Applications for the 2023-2024 period are now open!
CDI Spark Award
The goal of the CDI Spark Award is to support basic science research trainees in their projects by helping them leverage data science and machine learning expertise to uncover previously unseen trends in their data.
The CDI Spark Award will provide trainees with the expertise they need to conduct innovative research and create essential links within the scientific community, to continue to make impactful discoveries throughout their careers, and help fuel leaders of Canada’s scientific community.
The award aims to support basic research trainees across the UHN community by:
- Providing funding and resources to support their research projects
- Providing expertise and mentorship in data science and machine learning to better answer their research questions
- Fostering connections across research teams to provide guidance, build collaborations, and create a community
The CDI Spark Award will support four (4) trainees for the 2023-2024 academic year. Each successful trainee will receive $20,000 towards their yearly salary
FREQUENTLY ASKED QUESTIONS
The program consists of the following components:
- Funding – $20K per participant
- Group sessions with CDI specialist
- Individual sessions with a specialist
- Educational webinars
- Midpoint check-in
- Research day
- Project close-out presentation and report
The program will support trainees with $20,000 in salary funding provided in two instalments, first at program kick-off in September 2023 and second at the program midpoint in February 2024.
Trainees will have access to CDI specialists for group and individual training sessions. CDI has specialists across a variety of domains:
- Machine learning
- Computer science
- Data science
- Data governance and accessibility
- Navigating UHN Digital
- Service design
- Project management (waterfall/PMP, Lean Six Sigma, Agile)
There will be two group sessions with CDI specialists, where the specialists will provide an introduction on their domain and trainees will have an opportunity to ask questions.
Trainees can request individual sessions with specialists to do a deep-dive into their project.
How to Book a Specialist
There are two types of sessions available: a half-hour Q&A session (available monthly) and an extended 1-2 hour deep-dive session (available once). Request form coming soon.
- Trainees need to request the session two weeks in advance
- Trainees need to submit 2-3 questions that they want to discuss with the specialist in advance of the session
There will be three webinars throughout the program, presented by CDI specialists. Trainees will provide topic suggestions from specialist domains of expertise at the start of the program. The series will be tailored to their learning goals. The webinars are open to the lab of the trainees.

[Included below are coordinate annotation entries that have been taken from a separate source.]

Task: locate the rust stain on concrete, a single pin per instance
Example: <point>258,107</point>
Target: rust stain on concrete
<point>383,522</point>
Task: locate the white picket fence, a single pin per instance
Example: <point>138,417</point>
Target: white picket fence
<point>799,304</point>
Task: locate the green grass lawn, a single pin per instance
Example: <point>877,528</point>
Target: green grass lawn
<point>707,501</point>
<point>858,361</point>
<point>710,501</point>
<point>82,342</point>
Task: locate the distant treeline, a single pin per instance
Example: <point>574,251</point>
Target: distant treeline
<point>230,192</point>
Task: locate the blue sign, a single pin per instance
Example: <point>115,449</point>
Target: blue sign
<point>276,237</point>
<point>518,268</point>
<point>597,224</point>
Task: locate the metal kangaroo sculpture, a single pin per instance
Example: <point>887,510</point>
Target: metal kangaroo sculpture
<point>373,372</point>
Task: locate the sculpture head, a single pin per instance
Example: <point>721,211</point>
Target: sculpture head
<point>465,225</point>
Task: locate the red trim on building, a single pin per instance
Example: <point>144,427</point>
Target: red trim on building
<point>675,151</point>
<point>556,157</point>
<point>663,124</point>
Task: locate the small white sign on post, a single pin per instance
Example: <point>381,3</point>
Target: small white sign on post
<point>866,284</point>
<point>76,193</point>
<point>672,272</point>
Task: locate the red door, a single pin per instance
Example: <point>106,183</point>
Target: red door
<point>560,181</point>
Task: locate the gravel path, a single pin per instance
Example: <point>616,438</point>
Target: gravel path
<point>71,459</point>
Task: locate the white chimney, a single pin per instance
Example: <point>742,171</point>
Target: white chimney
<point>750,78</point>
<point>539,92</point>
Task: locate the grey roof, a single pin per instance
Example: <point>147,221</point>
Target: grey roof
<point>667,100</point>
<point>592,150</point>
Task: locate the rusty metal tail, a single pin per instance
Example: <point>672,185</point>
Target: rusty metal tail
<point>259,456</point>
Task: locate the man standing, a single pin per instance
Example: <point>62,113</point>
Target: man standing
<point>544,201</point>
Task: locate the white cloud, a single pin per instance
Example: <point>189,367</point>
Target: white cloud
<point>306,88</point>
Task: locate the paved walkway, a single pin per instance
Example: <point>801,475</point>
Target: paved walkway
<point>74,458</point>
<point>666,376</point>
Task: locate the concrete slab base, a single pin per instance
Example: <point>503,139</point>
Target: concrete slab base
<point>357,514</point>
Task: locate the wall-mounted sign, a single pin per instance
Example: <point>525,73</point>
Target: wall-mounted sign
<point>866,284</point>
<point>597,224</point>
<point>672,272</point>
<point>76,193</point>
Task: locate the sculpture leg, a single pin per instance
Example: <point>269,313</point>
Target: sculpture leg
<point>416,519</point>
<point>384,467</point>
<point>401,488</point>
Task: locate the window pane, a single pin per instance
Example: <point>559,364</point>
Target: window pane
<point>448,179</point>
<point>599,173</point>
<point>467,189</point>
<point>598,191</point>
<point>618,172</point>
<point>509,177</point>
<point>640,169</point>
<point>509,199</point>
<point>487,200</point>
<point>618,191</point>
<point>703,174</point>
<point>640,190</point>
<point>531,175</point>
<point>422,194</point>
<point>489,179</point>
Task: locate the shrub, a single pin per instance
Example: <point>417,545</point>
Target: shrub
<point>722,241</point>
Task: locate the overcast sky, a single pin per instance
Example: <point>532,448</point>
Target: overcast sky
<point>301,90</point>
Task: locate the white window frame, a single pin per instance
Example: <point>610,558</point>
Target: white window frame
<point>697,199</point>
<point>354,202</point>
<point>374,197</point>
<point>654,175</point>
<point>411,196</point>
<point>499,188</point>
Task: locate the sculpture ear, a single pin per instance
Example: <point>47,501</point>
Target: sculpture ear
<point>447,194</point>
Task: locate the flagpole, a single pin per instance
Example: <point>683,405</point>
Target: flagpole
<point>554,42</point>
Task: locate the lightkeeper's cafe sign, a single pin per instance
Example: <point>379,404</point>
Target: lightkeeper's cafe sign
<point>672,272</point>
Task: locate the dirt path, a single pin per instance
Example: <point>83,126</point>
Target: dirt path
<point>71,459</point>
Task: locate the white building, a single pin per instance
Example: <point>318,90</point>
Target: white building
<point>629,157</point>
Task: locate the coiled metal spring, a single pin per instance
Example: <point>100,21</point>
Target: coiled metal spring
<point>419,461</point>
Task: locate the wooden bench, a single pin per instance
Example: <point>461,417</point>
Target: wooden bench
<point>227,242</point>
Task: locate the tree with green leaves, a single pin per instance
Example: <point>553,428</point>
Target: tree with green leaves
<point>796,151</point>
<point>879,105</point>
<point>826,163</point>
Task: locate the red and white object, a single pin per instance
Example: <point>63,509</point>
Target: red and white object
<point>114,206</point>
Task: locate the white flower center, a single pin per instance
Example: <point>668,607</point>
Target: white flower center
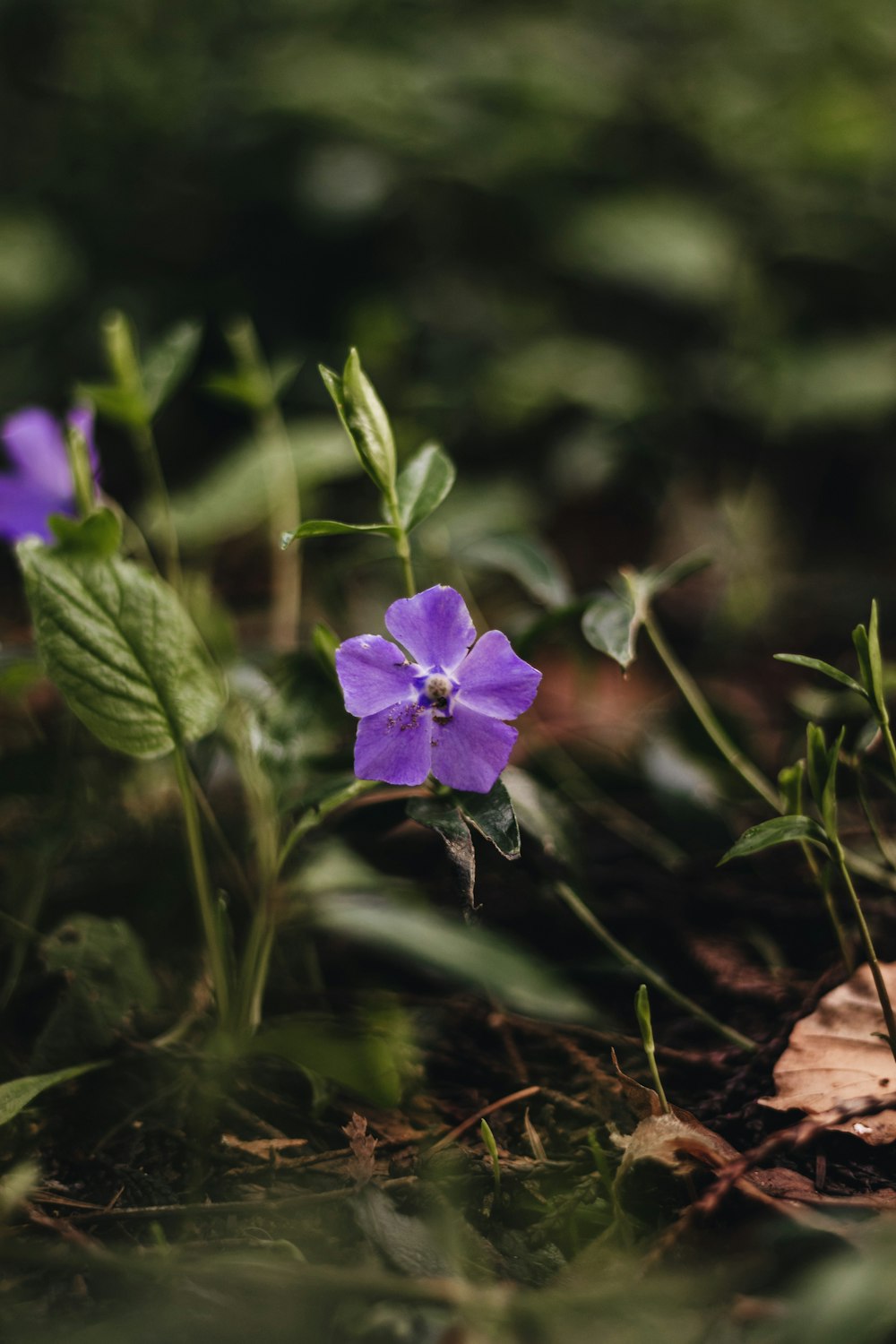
<point>437,690</point>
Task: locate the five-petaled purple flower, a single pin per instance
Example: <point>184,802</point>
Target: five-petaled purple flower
<point>440,710</point>
<point>40,483</point>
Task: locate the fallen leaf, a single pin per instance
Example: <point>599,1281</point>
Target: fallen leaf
<point>836,1055</point>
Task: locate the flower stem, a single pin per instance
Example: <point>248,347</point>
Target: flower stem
<point>282,484</point>
<point>319,814</point>
<point>697,702</point>
<point>591,922</point>
<point>869,948</point>
<point>402,543</point>
<point>202,883</point>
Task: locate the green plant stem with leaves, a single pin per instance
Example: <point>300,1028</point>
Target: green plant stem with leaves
<point>282,481</point>
<point>212,930</point>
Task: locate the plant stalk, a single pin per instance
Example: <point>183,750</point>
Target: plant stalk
<point>591,922</point>
<point>869,948</point>
<point>202,884</point>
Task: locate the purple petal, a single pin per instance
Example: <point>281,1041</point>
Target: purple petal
<point>469,750</point>
<point>495,680</point>
<point>373,674</point>
<point>34,441</point>
<point>435,626</point>
<point>394,745</point>
<point>24,510</point>
<point>82,419</point>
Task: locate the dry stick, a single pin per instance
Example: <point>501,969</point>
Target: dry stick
<point>487,1110</point>
<point>587,917</point>
<point>794,1136</point>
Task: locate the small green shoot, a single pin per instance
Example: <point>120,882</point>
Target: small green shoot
<point>645,1024</point>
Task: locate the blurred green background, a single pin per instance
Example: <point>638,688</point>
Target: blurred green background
<point>629,260</point>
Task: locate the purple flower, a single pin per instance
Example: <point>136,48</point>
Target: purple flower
<point>440,710</point>
<point>40,483</point>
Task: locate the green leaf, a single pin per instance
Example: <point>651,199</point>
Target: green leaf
<point>447,823</point>
<point>97,535</point>
<point>493,816</point>
<point>16,1094</point>
<point>790,781</point>
<point>424,483</point>
<point>168,363</point>
<point>611,625</point>
<point>370,1058</point>
<point>778,831</point>
<point>123,405</point>
<point>121,650</point>
<point>365,418</point>
<point>327,527</point>
<point>825,668</point>
<point>525,559</point>
<point>325,642</point>
<point>468,954</point>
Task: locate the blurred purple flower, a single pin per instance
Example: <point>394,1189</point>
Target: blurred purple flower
<point>40,483</point>
<point>441,710</point>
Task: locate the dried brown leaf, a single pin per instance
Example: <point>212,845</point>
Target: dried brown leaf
<point>836,1055</point>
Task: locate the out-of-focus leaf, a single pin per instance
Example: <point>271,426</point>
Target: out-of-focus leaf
<point>676,246</point>
<point>525,559</point>
<point>541,814</point>
<point>97,535</point>
<point>168,363</point>
<point>370,1058</point>
<point>778,831</point>
<point>447,823</point>
<point>493,816</point>
<point>328,527</point>
<point>424,483</point>
<point>236,495</point>
<point>19,1091</point>
<point>825,668</point>
<point>121,650</point>
<point>468,954</point>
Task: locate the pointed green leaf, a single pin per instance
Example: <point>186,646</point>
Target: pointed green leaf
<point>525,559</point>
<point>493,816</point>
<point>825,668</point>
<point>327,527</point>
<point>16,1094</point>
<point>97,535</point>
<point>778,831</point>
<point>168,363</point>
<point>473,956</point>
<point>365,418</point>
<point>123,650</point>
<point>790,781</point>
<point>424,483</point>
<point>447,823</point>
<point>610,626</point>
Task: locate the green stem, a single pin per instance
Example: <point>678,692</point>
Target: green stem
<point>869,948</point>
<point>319,814</point>
<point>402,543</point>
<point>697,702</point>
<point>282,484</point>
<point>202,883</point>
<point>587,917</point>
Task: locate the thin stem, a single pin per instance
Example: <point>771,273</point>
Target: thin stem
<point>697,702</point>
<point>202,883</point>
<point>402,543</point>
<point>282,486</point>
<point>319,814</point>
<point>869,949</point>
<point>642,969</point>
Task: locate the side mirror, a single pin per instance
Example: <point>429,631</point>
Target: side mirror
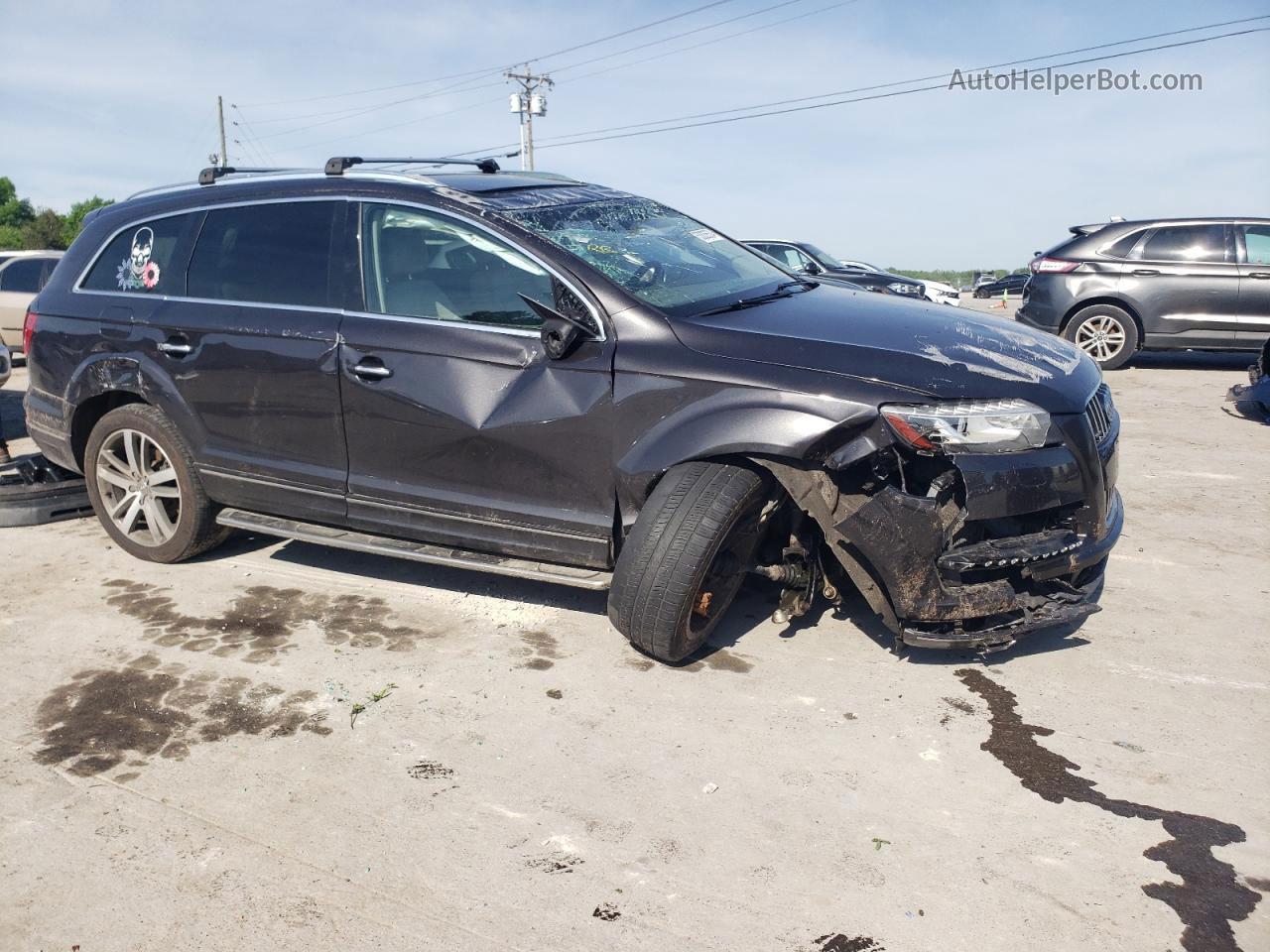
<point>561,333</point>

As part of project close-out, trainees will give a 15 minute presentation to discuss their project outcomes and lessons learned. These presentations will celebrate trainees’ skill development and accomplishments during the program. This session will be open to the labs of trainees as well as the CDI team.
CDI Spark Award Information Session
Recording of our information session for the 2022 application cycle.
- The award will target 2nd and 3rd year Ph.D. students or post-doctoral fellows in a lab of a Scientist or Clinician-scientist with an appointment at UHN or PM.
- Experience with computational data manipulation. Preference for people with formalized coding experience (i.e., R, Python, MatLab, etc)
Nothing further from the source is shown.